Safetensors & our own Optimization (faster model init)

I tested tensorRT with voltaML, compile works well, speed goes bit faster but quality of generated images goes down.

at 3090, for one image generation, voltaml takes 7.5 seconds, and pytorch fp16 takes 8.8 seconds. But after model loads and warmup, generating images continuously is much faster at voltaml.
Compiling takes about 25 minutes.

Now I think compiling with AITemplate, TensorRT, etc… will cause quality change with original pt model inference. (GitHub - stochasticai/x-stable-diffusion: Real-time inference for Stable Diffusion - 0.88s latency.

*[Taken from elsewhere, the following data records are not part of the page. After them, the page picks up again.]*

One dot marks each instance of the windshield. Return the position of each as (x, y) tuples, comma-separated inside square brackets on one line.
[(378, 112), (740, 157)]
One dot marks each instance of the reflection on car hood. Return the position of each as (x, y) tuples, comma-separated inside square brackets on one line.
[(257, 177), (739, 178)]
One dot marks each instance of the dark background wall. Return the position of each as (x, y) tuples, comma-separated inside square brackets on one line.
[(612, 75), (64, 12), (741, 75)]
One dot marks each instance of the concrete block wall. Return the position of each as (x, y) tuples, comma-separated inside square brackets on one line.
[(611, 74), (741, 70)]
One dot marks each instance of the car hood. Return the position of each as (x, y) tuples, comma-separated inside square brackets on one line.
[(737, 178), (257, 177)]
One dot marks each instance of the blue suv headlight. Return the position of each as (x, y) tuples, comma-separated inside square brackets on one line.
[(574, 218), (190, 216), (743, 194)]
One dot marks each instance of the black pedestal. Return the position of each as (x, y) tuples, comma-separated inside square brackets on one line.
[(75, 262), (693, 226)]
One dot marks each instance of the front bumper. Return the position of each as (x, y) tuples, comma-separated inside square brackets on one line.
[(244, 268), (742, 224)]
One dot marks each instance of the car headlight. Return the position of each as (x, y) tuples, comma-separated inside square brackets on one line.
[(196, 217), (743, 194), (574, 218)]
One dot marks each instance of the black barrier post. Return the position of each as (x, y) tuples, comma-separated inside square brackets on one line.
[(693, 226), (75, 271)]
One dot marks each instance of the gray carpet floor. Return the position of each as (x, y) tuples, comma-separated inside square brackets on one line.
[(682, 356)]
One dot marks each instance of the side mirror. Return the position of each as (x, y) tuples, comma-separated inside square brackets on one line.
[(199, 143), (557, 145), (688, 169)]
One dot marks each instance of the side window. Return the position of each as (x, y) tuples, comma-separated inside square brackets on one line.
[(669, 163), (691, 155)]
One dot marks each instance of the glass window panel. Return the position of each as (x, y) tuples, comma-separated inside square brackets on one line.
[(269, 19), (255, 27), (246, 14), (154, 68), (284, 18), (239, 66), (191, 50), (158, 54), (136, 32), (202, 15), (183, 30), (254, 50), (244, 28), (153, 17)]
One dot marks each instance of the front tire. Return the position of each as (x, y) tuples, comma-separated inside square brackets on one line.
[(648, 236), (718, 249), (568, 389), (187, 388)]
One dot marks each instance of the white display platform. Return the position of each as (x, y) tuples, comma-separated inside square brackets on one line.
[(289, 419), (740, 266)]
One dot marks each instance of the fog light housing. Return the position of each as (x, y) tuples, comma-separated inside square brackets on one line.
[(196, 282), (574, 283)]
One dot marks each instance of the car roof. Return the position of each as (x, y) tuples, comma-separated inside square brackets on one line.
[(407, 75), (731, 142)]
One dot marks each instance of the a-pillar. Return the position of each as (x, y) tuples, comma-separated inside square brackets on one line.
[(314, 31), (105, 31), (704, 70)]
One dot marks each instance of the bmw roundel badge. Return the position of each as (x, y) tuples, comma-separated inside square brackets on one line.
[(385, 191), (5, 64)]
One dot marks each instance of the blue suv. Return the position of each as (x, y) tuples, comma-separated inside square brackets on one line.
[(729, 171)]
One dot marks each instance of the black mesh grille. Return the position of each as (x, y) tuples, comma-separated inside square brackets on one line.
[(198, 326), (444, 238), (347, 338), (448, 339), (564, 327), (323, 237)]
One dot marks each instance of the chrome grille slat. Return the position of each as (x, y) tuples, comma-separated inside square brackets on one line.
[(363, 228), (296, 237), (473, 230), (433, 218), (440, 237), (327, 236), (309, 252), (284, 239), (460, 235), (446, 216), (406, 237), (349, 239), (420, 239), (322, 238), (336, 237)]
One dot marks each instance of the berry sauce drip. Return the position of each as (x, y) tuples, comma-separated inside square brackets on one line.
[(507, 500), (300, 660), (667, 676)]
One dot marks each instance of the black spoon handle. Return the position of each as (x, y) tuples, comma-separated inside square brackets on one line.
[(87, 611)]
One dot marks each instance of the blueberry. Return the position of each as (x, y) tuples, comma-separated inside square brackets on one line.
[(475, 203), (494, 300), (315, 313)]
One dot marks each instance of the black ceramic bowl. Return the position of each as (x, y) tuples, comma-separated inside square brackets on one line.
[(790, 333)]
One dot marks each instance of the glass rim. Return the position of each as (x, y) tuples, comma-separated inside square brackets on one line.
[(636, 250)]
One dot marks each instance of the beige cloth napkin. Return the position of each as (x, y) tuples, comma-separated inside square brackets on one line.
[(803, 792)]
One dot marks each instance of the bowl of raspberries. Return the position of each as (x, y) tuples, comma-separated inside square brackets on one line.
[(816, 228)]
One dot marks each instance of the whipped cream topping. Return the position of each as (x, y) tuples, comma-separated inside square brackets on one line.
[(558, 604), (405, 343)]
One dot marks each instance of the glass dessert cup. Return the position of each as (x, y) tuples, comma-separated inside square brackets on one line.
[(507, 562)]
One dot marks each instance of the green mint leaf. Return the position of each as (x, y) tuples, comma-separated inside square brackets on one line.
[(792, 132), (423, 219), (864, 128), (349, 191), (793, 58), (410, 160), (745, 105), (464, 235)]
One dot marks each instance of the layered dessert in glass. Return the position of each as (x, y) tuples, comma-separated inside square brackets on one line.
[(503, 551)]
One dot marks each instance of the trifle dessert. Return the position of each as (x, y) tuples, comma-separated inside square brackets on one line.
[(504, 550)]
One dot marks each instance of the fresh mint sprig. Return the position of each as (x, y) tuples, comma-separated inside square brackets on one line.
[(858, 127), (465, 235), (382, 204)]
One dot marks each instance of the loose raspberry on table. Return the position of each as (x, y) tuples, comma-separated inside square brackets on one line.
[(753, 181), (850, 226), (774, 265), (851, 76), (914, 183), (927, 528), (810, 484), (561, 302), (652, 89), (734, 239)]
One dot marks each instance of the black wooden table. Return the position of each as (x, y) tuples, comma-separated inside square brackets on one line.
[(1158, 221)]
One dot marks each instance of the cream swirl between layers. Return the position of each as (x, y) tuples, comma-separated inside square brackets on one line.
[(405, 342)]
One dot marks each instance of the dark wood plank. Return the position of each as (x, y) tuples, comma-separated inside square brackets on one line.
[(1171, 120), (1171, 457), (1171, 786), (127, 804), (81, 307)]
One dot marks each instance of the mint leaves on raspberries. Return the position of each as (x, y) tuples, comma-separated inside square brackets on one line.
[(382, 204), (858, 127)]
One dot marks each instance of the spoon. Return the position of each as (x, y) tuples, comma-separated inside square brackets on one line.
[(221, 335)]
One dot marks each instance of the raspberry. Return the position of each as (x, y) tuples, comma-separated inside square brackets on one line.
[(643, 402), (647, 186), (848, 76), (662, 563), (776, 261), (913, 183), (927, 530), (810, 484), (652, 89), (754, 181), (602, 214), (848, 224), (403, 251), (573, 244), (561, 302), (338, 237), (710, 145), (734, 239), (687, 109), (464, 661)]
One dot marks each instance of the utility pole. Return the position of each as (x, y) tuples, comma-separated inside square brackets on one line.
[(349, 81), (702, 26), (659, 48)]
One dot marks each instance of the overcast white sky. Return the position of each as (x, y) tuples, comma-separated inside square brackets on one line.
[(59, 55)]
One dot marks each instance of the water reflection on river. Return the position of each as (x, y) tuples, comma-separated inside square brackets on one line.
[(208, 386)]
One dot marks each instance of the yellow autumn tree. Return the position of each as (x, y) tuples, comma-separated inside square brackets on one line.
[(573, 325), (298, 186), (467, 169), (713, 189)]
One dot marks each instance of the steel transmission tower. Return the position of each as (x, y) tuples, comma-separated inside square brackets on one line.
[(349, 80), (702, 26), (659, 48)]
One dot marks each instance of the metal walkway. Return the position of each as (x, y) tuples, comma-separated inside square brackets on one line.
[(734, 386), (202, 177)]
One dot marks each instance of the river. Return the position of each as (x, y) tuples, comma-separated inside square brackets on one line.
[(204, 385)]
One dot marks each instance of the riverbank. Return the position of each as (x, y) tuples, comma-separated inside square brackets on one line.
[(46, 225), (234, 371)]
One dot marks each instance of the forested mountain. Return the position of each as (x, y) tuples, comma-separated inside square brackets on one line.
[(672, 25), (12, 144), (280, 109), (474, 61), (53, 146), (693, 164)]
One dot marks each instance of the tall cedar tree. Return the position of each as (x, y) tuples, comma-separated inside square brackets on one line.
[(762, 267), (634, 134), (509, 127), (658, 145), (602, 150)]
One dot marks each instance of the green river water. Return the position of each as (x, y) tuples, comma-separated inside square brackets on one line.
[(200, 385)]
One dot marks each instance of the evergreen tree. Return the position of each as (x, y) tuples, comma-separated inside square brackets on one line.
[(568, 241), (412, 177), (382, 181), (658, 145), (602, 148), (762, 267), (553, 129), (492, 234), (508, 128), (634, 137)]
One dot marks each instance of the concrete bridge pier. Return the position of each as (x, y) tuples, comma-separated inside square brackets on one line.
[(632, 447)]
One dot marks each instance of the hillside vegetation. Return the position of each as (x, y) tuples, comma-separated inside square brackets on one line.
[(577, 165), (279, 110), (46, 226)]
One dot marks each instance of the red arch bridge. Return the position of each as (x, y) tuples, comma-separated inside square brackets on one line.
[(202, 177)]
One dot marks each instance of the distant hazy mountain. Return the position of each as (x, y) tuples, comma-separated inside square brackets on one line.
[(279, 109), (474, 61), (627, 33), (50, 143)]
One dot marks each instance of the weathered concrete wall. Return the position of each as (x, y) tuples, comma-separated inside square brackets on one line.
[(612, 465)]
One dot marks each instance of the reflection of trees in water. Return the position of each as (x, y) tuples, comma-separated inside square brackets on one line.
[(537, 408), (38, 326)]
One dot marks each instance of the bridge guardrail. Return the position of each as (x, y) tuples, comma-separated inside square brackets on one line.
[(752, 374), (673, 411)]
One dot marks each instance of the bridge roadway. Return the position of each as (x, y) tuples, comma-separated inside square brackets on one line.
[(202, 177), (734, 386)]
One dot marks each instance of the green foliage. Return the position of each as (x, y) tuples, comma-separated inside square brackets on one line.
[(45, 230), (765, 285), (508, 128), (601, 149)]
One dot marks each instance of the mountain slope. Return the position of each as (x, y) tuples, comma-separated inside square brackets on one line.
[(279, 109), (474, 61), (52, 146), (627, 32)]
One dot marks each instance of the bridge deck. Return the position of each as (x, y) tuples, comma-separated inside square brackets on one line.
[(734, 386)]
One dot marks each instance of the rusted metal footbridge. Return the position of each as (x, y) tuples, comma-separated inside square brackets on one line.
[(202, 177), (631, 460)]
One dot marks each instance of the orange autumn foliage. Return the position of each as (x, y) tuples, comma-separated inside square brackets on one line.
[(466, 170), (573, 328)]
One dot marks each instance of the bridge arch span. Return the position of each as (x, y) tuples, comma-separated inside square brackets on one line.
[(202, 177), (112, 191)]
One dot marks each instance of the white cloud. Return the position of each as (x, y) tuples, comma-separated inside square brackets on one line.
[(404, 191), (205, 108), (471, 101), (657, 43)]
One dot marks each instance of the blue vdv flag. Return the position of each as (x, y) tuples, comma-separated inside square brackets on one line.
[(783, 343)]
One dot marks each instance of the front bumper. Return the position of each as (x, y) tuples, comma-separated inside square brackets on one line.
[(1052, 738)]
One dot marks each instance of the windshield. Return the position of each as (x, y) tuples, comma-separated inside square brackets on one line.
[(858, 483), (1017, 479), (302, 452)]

Covers AITemplate, nvFuser, TensorRT, FlashAttention.)

So for image quality, I think the best I can do for production level is just loading with safetensors and apply xformers, (probably with jit. jit was faster than didn’t and there was no quality downgrade, maybe reason why it was slow was I didn’t warmup) and multiprocessing with single gpu.

As I know, you are also planning to server mulitple models. What’s your plan if there’s 100 requests per seconds? Loading, inference optimization is limited. With affordable gpus like 3090, first one inference will take at least 7 seconds. Than If 100 requests comes with 100 different models each, the last guy will get response 700 seconds later.

Maybe different models at another docker image will solve this problem? Don’t know it will run async correctly. Will test about it.

1 Like

As I research, multiprocessing is not recommended using deep learning models, whole one gpu is needed for one model inference. So I think the best way to increase concurrency with different models is using amazon inf instance and making cluster with kubernetes, and managing models with docker.
The key is if stable diffusion can be compiled using neuron compiler, which is needed for inf instances.
Since inf1.xlarge instance costs 0.228usd/hour, if using 5 instances as node, 10000 usd will be cost. And then, if generating images need 7 seconds for all things (model load, warmup, inference), 5 requests can be done with 7 seconds for different models

With more research
I think making kubernetes cluster using, runpod instances will be better. There is too much uncertainty about neuron compiling.

1 Like

Thanks for continuing to share your findings!

As I research, multiprocessing is not recommended using deep learning models, whole one gpu is needed for one model inference.

Yeah, I also decided to rather to use multiple 3090s rather than splitting an A100. I did a quick test now and for DPMSolverMultistepScheduler with 512x512 x20 steps, I get 1.8s inference (warm) on both the 3090 and Banana’s split A100 - hard to know if the other “half” is in use at same time, but the timings can often vary quite a bit and I’m sure it’s just from splitting the GPU. (inference = inference only, excluding any request latency).

That’s unfortunate to hear and something we’ll need to solve before we can adopt any of these solutions. Also waiting to see results with int8 quantization.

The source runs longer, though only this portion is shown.